Keywords

1 Literature Review

Face Recognition applications [7] have been widely applied in security systems. With the ever-accelerated development of face recognition technology, more and more identification work has been carried out by face recognition. Common applications include [8]: access control systems for classified departments, login systems for laptops and mobile unlocking systems. For its convenience, efficiency and user-friendliness, face recognition has become one of a most important encryption and decryption methods.

The biggest criticism for face recognition is that the systems are unable to distinguish the liveness of the human face, that is to say, tell apart a real person from photos or videos of that person [9]. Common attacks on face recognition systems are based on users’ photos or video recordings. In fact, even when a user is unconscious or asleep, their faces can still be used to pass the authentication. As it was revealed in the famous international conference, Black Hat, a widely recognized face recognition authentication system was easily bypassed with a color image of a user [10].
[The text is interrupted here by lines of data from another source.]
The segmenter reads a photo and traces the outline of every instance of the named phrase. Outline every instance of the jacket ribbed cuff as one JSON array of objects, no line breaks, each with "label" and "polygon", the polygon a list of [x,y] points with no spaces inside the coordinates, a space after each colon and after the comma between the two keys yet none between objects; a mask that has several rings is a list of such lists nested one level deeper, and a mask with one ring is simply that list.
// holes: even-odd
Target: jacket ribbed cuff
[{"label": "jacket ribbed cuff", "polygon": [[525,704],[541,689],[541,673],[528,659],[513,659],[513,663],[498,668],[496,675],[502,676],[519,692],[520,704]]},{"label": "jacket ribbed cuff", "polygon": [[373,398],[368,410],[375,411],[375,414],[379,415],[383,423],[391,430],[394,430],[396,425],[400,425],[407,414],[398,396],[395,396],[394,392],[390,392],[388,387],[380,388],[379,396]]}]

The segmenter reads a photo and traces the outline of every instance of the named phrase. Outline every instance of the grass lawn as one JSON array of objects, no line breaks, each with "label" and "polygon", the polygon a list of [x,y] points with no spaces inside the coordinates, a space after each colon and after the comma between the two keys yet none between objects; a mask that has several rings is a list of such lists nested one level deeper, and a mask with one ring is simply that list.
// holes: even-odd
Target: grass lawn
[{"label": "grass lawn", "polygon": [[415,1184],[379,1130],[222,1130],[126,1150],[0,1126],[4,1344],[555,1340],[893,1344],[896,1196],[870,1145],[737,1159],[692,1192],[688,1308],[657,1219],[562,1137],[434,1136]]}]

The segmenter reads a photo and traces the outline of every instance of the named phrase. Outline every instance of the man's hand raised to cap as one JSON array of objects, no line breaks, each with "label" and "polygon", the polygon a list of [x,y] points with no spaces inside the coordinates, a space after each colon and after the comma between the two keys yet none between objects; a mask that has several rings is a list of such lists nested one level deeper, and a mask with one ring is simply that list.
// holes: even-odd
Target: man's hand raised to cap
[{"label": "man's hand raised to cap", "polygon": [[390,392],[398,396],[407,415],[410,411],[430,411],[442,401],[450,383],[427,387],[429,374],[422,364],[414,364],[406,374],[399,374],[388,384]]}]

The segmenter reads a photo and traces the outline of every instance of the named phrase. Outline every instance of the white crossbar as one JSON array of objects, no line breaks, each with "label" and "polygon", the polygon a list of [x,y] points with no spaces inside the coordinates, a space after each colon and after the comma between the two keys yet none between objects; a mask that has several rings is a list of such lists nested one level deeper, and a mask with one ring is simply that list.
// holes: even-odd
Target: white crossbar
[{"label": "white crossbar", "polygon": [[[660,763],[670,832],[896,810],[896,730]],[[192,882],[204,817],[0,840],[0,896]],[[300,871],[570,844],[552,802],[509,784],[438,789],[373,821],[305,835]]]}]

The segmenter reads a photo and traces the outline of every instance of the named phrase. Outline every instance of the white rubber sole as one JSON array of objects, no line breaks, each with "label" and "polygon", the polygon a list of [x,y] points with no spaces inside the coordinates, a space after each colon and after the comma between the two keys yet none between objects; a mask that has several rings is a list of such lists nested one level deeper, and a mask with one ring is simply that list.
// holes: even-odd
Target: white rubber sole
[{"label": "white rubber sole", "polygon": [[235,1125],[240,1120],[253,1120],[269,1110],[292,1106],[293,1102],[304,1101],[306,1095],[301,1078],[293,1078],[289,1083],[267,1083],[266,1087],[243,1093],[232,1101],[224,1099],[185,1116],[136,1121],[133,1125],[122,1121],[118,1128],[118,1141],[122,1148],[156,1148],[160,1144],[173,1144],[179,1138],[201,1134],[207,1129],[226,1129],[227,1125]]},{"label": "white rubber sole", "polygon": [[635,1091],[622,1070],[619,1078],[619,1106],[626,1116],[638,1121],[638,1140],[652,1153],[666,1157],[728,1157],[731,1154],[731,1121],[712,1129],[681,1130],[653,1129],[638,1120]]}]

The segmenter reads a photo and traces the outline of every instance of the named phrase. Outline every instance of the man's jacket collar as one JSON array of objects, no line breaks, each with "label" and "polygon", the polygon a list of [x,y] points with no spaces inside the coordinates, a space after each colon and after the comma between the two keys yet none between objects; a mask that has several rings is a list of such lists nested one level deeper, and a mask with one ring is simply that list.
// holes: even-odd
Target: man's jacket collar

To overcome this limitation, various adaptations have been made based on the existing face recognition technology. Li [11] proposed a Fourier spectrum analysis method to evaluate the liveness of face that is based on: (1) the face in a photo has less high-frequency components than a real human face and (2) the frequency field changes in time of a face photo is subtle. Kollreider [13] applied a time frame method based on movements, which assumes that real human faces have distinct 3D structure, therefore during the movements, a special 2D movement pattern will be shown on image planes. One main feature of this pattern is that the movement range is wider in the inner area than outer. Kollreider [14] also used mouth movement to carry out the live authentication. Pan [12] gave an aliveness detection method based on different stages of blinks. Bao [15] applied face region light vectors from video series, which prevented the bypass with face images. Nevertheless, a pre-recorded face video with movement of facial organs is still able to bypass Bao’s system. In another approach, Kim [16] raised up an infrared face recognition system with 685 nm and 850 nm infrared lights. Then the light intensity information from the face (RGB value and brightness) will be projected to a 2D space, where the real human face and masked face are easier to be distinguished using Linear Discriminative Analysis (LDA). However, Kim’s system needs these two conditions for better accuracy: no occluding objects on forehead and having a constant distance between the camera and the user. As a newer study, Tronci [17] implemented a live detection algorithm combining movement information with pattern information (i.e. feature points’ location with movement information of these points) using feature points to carry out verification and using movement information to carry out live authentication.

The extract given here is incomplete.